Chappell wants to cut the county budget by 5 percent and not build in an allowance for inflation, which effectively would reduce expenditures next year by 8 percent. Commissioners will consider other department requests and approve the entire county budget this summer.
Although the Extension proposal was accompanied by two more-austere alternative requests, Chappell said he feared the request for an increase meant department heads hadn't taken him seriously.
``If that's what everybody's doing, I think I might as well check out, use some of their travel money and go to a seminar,'' Chappell said, explaining that increased travel budgets were high on his hit list.
``If we could keep everybody at home here in sunny, tropical Douglas County, we could save some significant cash,'' he said.
Hitting the road
Bejot had asked that the office's allocation for travel be bumped from $8,800 to $10,000. Although agents do sometimes travel to out-of-state conferences, Bejot said most travel was related to services provided to the public and to required training.
``That's just a sign of the service we provide and the demand,'' Bejot said.
Culling a total for the amount of expense employees incur traveling to seminars and conventions is difficult. In most departments' budgets, the cost of travel for mandatory training and continuing education is indistinguishable from optional trips and in some cases also is mingled with travel directly related to job duties.
Chappell said he thought it might even be appropriate to ask management-level employees to pay the cost of travel that does not directly benefit the county.
``I understand that it's important for department heads to be muckity-mucks in their professional association,'' he said. ``At some point it's got to go on their tab because it's going on their resume.''
Built to last
Chappell also wants to dissuade department heads from replacing equipment before it's worn out and to practice the same cost-consciousness that's required in the private sector.
For example, Chappell said having department heads and administrative staff use cellular car phones when they're out of the office on business may save time, but each call costs money.
Commission Chairman Louie McElhaney, usually the commission's chief penny-pincher, says the Extension office's preferred budget didn't strike him as remarkable because it was accompanied by two lower alternatives.
Although he says he'll be content if the commission can pass a hold-the-line budget for 1996 and that Chappell's reduction goal is overly ambitious, McElhaney says he hasn't gone soft on fiscal matters.
``I want (county staff) to make some tough decisions and justify what they do get,'' he said.

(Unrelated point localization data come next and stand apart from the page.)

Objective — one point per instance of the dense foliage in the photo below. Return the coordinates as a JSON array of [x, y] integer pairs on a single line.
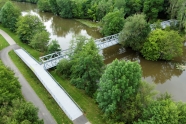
[[119, 82], [134, 32], [9, 15], [40, 41], [86, 68], [28, 26], [44, 5], [112, 23], [13, 108], [53, 47], [162, 45]]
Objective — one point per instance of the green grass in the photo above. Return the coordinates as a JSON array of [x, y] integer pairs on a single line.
[[89, 23], [90, 108], [47, 99], [3, 43], [34, 53]]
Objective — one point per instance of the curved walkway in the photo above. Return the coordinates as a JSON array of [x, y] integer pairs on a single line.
[[27, 91]]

McElhaney said he shares Chappell's concern that staff tries to replace equipment and vehicles more quickly than the private sector would tolerate.
``I do think (local governments) do expect to have the best of things,'' he said.
Keeping tabs on travel
However, McElhaney also is concerned about the amount of traveling employees do. He has asked County Administrator Craig Weinaug to provide quarterly reports on who's traveling, where they're going, why and how much it costs.
``I think if we are tracking that it will take care of the problem if there is a problem,'' McElhaney said.
Commissioner Mark Buhler said the concern for employee travel was overblown and said he's satisfied that the trips employees take are directly related to mandatory training, continuing education and professional development.
``The word `travel' does not mean vacation,'' Buhler said.
Buhler fears the long-term costs of delaying some expenditures may actually be higher than spending money now. He does not believe the push for austerity is realistic given the budgetary restraint the commission has shown in the past.
``It is (only realistic) if you expect people to be happy at their employment with no raise and you expect us to spend down ending balances and services not to be maintained,'' Buhler said.